Looping Through Content in a SharePoint 2013 Site Workflow – Part 1 – Introduction

As with most things SharePoint, this seems like it should be easier. What I was trying to do seemed like a common requirement: get some data from lists in SharePoint subsites and loop through it, taking some actions on each item that meets some criteria. This post is not for the faint of heart, the new-to-workflow initiate, or the person-without-a-lot-of-permissions. We’re reaching into Office 365’s workflow guts a bit here.

In my current case, I want to check a specific list in a bunch of subsites for new items and send an email about each. I don’t want to create a separate List Workflow that sits in each of the lists because it would be an administrative nightmare to change the workflow down the road (we have over a dozen subsites, and the number will grow). Instead, I’m creating one central SharePoint 2013 Site Workflow that finds all the subsites, finds the list in each subsite (if it exists), and iterates through the items created since the last time the workflow ran. We’ll set this workflow to run every x minutes (probably once an hour).

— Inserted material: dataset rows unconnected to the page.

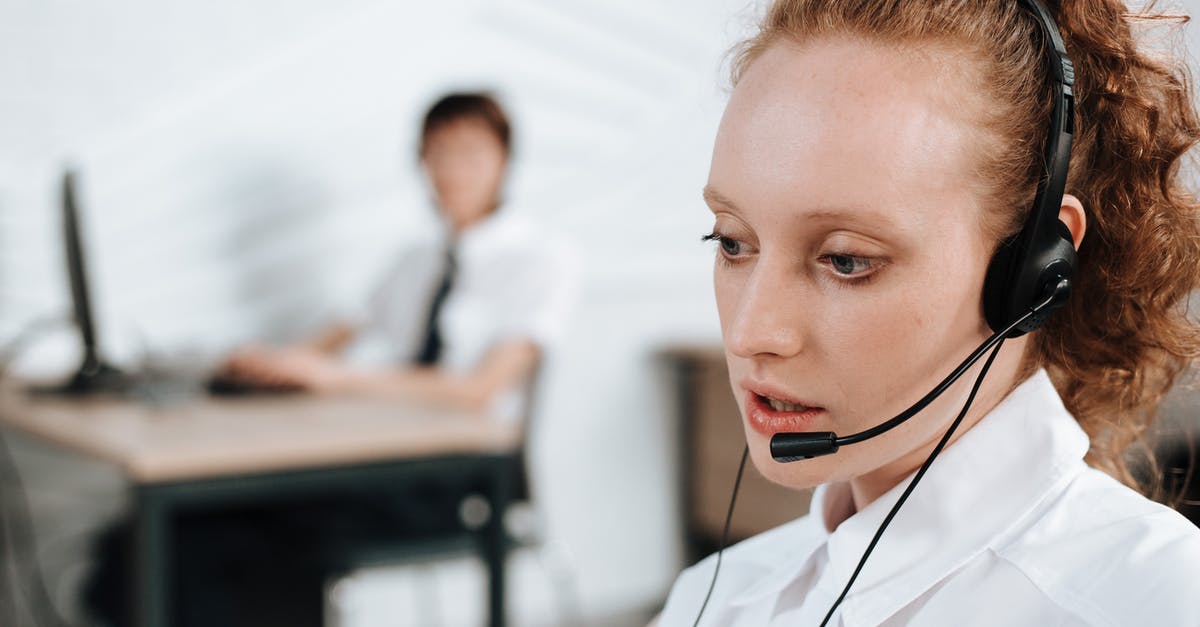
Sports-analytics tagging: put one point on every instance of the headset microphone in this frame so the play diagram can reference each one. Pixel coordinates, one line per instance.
(793, 447)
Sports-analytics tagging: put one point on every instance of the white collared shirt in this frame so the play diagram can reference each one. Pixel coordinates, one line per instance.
(513, 281)
(1008, 526)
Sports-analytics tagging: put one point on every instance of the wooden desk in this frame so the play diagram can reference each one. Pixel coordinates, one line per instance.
(205, 452)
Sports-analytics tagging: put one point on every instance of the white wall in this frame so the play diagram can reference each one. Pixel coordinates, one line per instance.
(249, 166)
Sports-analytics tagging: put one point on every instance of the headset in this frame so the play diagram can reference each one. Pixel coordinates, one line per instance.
(1027, 280)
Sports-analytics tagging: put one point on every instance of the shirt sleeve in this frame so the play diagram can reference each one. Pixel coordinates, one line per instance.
(543, 294)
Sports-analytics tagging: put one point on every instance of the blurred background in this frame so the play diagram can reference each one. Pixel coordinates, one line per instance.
(249, 167)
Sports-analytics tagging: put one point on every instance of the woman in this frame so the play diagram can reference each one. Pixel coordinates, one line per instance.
(873, 157)
(460, 320)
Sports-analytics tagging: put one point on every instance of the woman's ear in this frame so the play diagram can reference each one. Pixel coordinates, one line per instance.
(1072, 214)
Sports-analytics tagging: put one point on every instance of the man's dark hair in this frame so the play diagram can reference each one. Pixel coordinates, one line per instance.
(455, 107)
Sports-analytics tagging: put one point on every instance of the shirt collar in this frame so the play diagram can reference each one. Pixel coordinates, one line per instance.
(973, 491)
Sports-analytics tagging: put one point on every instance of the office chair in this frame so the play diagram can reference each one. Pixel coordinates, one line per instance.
(523, 527)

Yes, you could do this with “code” or Powershell, but that takes it out of the hands of the Site Admin who might want to change things down the road. By using a workflow, we can give them some control over things like the text of the emails without making them learn how to code to change them.

On Office 365 in SharePoint Online, this feels a LOT trickier than it may have been in the past because of the complexity (nay, swamp) of authorization we must navigate. I expect that similar authentication issues may apply on premises, too, but Office 365 is more of a moving target.

In this series of articles, I’ll show you the steps I went through and let you know where I got stuck, waylaid, and confused. As always, I believe that only one of us should have to suffer through this stuff so that everyone else can avoid it.

This isn’t totally new ground; there are many posts out there that cover bits and pieces of this, and I’ll provide the links I found helpful and give credit where credit is due. I didn’t find anything that showed me how it all help together, though, thus this post.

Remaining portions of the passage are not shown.